Figure 3.

c-DDP induces Fas ligand expression through the activity of the JNK pathway. (a) Levels of expression of FasL after treatment with c-DDP. 293T cells were exposed to c-DDP at 10 μg/ml. At the indicated times cultured cells were collected, and FasL expression examined by immunoblotting using a polyclonal antiserum against FasL. (b) Regulation of the transcriptional activation of the FasL promoter by c-DDP and etoposide. 293T cells were transiently transfected with 1 μg of FasL-LUC reporter plasmid. Twenty-four hours after transfection, cells were treated with 2.5 μg/ml c-DDP or 5 mM Etoposide for different times. Cells were lysed and analyzed for luciferase activity. The fold increase in luciferase activity was calculated based on the values for untreated cells. These data are representative of three experiments. (c) Luciferase activity showing the effect of MEKK1 and MEKK1 (KR) expression on FasL promoter activation by stress stimuli. 293T cells were transiently cotransfected with 1 μg of FasL-Luc construct and 2 μg of MEKK1 or MEKK1 (KR).

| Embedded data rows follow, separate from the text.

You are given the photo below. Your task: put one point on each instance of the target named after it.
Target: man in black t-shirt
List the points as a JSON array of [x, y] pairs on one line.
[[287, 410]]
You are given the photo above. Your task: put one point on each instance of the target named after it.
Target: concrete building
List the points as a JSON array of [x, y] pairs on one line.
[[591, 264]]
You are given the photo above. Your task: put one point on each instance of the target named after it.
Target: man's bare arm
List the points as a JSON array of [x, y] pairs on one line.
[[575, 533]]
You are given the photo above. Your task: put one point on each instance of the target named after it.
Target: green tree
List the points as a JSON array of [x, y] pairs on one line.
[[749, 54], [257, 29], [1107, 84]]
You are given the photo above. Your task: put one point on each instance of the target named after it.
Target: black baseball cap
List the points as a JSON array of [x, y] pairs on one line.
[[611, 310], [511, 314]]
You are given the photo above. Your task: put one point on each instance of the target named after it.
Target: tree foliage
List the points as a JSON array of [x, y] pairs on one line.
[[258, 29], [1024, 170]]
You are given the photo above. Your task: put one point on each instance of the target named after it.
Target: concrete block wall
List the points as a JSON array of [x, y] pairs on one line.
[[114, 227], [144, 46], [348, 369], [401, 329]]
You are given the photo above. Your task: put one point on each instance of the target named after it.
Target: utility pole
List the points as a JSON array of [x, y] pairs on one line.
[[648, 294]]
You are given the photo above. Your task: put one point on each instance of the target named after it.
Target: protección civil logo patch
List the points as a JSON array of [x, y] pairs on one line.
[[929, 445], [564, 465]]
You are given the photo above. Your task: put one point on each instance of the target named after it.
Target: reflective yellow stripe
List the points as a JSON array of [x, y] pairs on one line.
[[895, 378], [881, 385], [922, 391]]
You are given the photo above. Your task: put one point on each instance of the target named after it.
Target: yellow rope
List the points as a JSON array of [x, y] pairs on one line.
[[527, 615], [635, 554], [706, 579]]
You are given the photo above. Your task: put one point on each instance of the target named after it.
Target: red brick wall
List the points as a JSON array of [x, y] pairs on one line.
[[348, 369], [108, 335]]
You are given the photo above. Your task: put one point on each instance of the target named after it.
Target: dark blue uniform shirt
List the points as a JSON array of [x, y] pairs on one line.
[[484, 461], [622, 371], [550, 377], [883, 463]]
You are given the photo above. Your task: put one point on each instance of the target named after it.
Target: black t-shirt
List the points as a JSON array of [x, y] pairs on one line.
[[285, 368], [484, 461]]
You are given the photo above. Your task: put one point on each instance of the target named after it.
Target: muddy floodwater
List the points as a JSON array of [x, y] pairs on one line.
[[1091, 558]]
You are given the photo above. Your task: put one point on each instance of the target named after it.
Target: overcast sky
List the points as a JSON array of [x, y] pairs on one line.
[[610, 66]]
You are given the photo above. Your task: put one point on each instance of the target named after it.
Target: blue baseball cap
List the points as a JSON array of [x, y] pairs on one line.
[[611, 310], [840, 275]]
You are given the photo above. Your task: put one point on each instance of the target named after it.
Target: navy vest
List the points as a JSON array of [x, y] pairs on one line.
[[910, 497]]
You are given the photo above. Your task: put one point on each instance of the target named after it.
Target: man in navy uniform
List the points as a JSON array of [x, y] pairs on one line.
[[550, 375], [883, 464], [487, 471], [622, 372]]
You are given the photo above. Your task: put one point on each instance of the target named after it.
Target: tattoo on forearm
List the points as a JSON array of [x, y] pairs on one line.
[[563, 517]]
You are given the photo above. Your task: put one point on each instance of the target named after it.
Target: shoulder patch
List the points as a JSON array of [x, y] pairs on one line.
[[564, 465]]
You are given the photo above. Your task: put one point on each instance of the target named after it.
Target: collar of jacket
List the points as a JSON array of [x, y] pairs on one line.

Twenty-four hours after transfection cells were treated with c-DDP. The cells were lysed 5 h later and analyzed for luciferase activity. Fold increase in luciferase activity was calculated based on the value for untreated control cells. (d and e) Contribution of AP1 and NFκB transcription factor on FasL promoter activation. 293T cells were transiently cotransfected with 1 μg of FasL-Luc (d, top panel) or HIV-LUC (d, bottom panel) construct and either 2 μg of pMEKK1, 2 μg of IKBα-SR, or 2 μg of CL100. Luciferase activity was analyzed as in c. Data shown in this figure represent the mean of a single experiment performed in triplicate ±SD and are representative of at least three experiments with similar results.